GitHub's $7 per user per month for developers and $9 per user per month Team plans both include support for unlimited private repositories. Developers who don't need unlimited private repositories can sign up for one of the company's free plans.

Microsoft bought GitHub for $7.5 billion last year.

In June, during a Reddit AMA, GitHub's new chief Nat Friedman was asked if Microsoft ever planned to make private repositories free. Friedman said at that time: "It's too soon for me to know the answer to that. We want GitHub to be accessible to everyone in the world, and for everyone to have an opportunity to be a developer." 

Update: It looks like Microsoft also plans to tinker with the higher-end paid GitHub plans, as well.
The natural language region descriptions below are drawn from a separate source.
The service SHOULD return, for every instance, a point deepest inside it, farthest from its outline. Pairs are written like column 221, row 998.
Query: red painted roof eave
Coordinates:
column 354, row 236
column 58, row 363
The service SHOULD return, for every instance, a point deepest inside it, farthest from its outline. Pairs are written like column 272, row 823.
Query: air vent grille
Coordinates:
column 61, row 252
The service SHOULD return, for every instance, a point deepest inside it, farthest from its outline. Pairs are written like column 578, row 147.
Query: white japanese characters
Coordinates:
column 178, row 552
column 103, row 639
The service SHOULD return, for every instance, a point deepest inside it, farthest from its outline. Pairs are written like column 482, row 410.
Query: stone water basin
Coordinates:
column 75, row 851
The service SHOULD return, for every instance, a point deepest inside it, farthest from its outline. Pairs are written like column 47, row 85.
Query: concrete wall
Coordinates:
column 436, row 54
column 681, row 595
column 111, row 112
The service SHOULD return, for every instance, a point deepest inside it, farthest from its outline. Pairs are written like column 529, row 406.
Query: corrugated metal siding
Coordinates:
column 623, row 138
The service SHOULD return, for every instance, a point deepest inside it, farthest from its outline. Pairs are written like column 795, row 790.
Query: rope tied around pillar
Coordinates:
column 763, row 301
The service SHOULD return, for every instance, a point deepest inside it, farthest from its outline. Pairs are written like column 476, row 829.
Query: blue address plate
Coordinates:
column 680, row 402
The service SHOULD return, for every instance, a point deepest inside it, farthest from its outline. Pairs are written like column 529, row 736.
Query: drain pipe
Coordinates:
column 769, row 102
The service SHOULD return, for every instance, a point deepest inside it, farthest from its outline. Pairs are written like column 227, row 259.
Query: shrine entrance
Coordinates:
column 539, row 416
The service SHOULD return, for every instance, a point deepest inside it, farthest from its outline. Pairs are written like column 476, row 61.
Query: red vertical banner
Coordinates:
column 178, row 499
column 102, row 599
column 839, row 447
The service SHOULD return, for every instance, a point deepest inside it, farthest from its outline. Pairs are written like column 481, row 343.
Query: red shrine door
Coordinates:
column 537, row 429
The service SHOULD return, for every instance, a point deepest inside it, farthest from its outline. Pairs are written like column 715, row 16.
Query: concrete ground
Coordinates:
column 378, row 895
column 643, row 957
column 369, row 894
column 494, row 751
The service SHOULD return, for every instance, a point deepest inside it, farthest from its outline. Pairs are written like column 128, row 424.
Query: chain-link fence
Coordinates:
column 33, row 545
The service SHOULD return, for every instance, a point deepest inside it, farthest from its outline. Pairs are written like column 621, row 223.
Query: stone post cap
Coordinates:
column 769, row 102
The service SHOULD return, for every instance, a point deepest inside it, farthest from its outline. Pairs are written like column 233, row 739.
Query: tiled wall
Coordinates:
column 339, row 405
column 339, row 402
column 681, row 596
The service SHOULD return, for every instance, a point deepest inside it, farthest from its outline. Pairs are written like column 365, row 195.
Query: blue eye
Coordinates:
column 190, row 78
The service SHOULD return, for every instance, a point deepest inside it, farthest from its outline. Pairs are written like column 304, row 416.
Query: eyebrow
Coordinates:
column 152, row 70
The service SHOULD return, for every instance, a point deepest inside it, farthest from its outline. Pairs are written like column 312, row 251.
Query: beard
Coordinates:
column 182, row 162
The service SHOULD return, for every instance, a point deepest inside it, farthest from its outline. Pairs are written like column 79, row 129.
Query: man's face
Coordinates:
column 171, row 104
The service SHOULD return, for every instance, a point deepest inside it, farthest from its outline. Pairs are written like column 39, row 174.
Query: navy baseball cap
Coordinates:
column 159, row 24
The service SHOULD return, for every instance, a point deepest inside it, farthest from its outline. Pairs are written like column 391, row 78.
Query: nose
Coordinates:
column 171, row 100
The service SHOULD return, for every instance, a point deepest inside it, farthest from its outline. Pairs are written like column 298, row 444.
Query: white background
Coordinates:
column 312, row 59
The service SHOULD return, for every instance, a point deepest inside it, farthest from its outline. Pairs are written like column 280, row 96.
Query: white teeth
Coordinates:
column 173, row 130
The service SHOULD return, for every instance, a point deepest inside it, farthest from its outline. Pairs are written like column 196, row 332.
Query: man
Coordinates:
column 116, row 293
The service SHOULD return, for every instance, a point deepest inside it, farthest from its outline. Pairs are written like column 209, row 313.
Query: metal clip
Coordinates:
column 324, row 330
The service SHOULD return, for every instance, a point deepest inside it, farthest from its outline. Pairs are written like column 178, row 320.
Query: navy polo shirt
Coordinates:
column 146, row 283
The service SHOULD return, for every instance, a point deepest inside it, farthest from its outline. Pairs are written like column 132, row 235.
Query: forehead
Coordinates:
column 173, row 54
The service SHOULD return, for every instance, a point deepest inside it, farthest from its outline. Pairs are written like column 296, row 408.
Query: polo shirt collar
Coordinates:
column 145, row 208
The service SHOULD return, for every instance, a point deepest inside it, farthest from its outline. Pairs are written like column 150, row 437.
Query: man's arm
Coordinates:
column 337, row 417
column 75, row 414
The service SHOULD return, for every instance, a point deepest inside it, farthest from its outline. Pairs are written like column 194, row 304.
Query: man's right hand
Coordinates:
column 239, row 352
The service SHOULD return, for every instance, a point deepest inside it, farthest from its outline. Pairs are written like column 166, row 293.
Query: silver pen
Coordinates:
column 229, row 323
Courtesy of GeekWire, which is 
also under embargo (I assume): "GitHub also plans to combine its Business Cloud and Enterprise pricing tiers into a single tier called GitHub Enterprise that's intended for larger companies that want to host GitHub on their own infrastructure or use it as a cloud service."

Update (January 7, 1:37 p.m. ET)Microsoft just officially announced the news. GitHub Free now includes unlimited private repositories with up to three collaborators per repository.   

Another Update (January 8): A couple of readers asked if there was a catch in this new free repository offer, specifically if Microsoft is prohibiting developers working on commercial products from using it. The answer is no. Here's the full answer from Kathy Simpson, Senior Manager of Product at GitHub: 

"There's not any prohibition on using the free plan to develop a commercial product. Whether it's the right fit simply depends on the needs that specific enterprises have, as functionality for GitHub Pro, GitHub Team, and GitHub Enterprise support varying advanced collaboration and management tools. See the pricing page for the breakdown: https://github.com/pricing/.

"If you're working on a project that you'd like to keep private, we want to make it possible for you to do just that. And often, developers are collaborating on projects together with friends or colleagues, so we want to make it possible for them to continue to work together regardless of where they're at with their project. If their project grows, we want GitHub to scale with them."